ARTESiA: Apixaban for the Reduction of Thrombo-Embolism in Patients With Device-Detected Sub-Clinical Atrial Fibrillation

Study Description

Brief Summary

This study aims to determine if treatment with apixaban, compared with aspirin, will reduce the risk of ischemic stroke and systemic embolism in patients with device-detected sub-clinical atrial fibrillation and additional risk factors for stroke.

Detailed Description

Device-detected sub-clinical atrial fibrillation (SCAF) is a new disorder that has been recognized since the availability of implantable devices capable of long term continuous heart rhythm monitoring. It is characterized by one or more runs of rapid atrial arrhythmia detected by the device without symptoms and without any clinical atrial fibrillation (AF) detected by the usual methods, (i.e. electrocardiogram, Holter monitor, etc.). In the ASSERT trial, SCAF was detected by a pacemaker or implantable cardioverter defibrillator (ICD) in nearly 40% of patients during 2 and a half years of follow up. The presence of SCAF increased stroke risk by 2.5-fold (1). The risk of stroke or systemic embolism among patients with SCAF and a CHADS2 score ≥ 4 was 2.75% per year. Oral anticoagulation is effective and safe for stroke prevention in patients with clinical atrial fibrillation, but it is unknown if the same risk benefit ratio exists for anticoagulation therapy in patients with SCAF (2;3). SCAF differs from clinical AF in being of shorter duration, being asymptomatic, and often have a more regular rhythm in the right atrium where it is typically detected. Data ASSERT suggest that the increase in stroke risk with SCAF may be less than the increase with clinical AF. Therefore opinion leaders have written that the role of oral anticoagulation for the treatment of SCAF is uncertain and that randomized trials of anticoagulation are needed (4;5). Recent surveys of pacemaker clinic practice indicate that only 25% of patients with SCAF are treated with oral anticoagulation (6;7). Thus there is clinical equipoise for a trial of oral anticoagulation compared to aspirin in higher risk patients with SCAF.
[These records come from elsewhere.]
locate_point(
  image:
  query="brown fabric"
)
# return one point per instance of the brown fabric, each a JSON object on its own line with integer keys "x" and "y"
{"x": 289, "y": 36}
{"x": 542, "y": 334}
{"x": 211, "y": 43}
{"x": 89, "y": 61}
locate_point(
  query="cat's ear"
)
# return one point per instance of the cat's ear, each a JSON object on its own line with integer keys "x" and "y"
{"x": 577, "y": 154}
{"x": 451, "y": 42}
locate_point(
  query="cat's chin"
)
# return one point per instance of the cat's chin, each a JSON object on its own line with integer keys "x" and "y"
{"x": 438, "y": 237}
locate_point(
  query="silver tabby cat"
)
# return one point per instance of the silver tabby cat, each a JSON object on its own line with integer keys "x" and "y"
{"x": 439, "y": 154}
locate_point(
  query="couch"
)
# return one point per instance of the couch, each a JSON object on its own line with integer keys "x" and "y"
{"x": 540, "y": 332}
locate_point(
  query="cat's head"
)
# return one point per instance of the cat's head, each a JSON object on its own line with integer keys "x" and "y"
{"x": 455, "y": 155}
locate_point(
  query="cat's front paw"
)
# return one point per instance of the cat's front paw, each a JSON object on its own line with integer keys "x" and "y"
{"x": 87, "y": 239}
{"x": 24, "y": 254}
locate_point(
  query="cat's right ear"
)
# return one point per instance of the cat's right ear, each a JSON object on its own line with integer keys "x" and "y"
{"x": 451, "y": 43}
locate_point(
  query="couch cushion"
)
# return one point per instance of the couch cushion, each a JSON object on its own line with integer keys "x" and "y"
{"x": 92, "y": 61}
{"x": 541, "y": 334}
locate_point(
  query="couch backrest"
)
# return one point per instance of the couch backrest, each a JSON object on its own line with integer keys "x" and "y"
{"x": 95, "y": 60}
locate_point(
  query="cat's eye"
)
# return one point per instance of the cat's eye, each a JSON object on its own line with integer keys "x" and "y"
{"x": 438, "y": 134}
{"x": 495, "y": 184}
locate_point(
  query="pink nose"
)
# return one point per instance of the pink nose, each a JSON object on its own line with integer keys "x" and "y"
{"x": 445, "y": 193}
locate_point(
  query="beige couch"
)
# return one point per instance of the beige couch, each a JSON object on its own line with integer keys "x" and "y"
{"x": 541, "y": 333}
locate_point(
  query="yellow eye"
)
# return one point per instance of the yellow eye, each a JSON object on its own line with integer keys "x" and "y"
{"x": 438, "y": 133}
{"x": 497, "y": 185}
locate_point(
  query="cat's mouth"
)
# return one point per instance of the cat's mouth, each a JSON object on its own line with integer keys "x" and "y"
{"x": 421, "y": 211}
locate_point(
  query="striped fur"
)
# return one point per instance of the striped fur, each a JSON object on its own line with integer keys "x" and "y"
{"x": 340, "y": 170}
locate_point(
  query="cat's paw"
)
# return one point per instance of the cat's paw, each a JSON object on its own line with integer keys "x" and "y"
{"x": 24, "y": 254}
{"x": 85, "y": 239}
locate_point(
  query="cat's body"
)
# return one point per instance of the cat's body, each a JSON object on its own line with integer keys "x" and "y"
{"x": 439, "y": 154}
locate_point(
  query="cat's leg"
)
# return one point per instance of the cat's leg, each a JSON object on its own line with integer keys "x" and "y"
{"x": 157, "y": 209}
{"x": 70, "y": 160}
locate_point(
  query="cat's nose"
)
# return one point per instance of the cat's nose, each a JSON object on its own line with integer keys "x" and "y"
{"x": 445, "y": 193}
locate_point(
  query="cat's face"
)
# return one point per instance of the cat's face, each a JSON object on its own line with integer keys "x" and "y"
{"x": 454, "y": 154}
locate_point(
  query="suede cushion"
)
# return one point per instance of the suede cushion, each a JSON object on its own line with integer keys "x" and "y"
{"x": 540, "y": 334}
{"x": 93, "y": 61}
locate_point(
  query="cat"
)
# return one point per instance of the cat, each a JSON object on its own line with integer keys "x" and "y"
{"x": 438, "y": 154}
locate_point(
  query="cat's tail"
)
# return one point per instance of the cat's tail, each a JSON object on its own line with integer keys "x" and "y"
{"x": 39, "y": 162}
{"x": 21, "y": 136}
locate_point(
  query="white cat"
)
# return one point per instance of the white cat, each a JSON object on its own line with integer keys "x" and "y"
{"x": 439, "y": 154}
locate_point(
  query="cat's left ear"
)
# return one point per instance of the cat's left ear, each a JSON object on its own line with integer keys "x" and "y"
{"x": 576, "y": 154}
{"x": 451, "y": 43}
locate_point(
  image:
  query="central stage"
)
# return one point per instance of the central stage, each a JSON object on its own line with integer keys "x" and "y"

Apixaban is a Factor Xa inhibitor that is an effective and safe anticoagulant. It has been shown to have an excellent risk benefit profile for stroke prevention in clinical AF (14, 15). It is highly suitable to test if oral anticoagulation therapy will reduce the risk of stroke or systemic embolism in SCAF.

Patients will be randomized double-blind to receive apixaban or aspirin. Apixaban dose will be 5 mg twice daily (2.5 mg twice daily if 2 or more of: age > 80, weight ≤ 60 kg or serum creatinine ≥ 133 mmol/L). Those assigned to aspirin will receive a dose of 81 mg daily. The study will be event driven and will continue until 248 patients have experienced a primary outcome event.

Study Design

Outcome Measures

Primary Outcome Measures

1. Composite of ischemic stroke and systemic embolism [event driven, duration of follow-up - mean follow-up time anticipated: 3 years]

   Definition of stroke: Rapid onset* of a focal/global neurological deficit Duration of a focal/global neurological deficit ≥ 24 hours OR the neurological deficit results in death OR the neurological deficit is supported by clear evidence of cerebral infarction on diffusion-weighted MRI imaging. No other readily identifiable non-stroke cause for the clinical presentation Confirmation of the diagnosis by specialist evaluation or brain imaging procedure Definition of Systemic Embolism: Clinical signs and symptoms consistent with embolic arterial occlusion plus at least one of the following objective findings of arterial embolism: Surgical report indicating evidence of arterial embolism Pathological specimens related to embolism removal Imaging evidence consistent with arterial embolism Autopsy reports

2. Major Bleed [duration of follow-up]

   The main safety outcome will be the occurrence of clinically overt major bleeding as defined by the ISTH criteria: Fatal bleeding, and/or Symptomatic bleeding in a critical area or organ, such as intracranial, intraspinal, intraocular, retroperitoneal, intra-articular or pericardial, or intramuscular with compartment syndrome, and/or Bleeding causing a fall in hemoglobin level of 2 g/dL or more, or leading to transfusion of two or more units of whole blood or red cells.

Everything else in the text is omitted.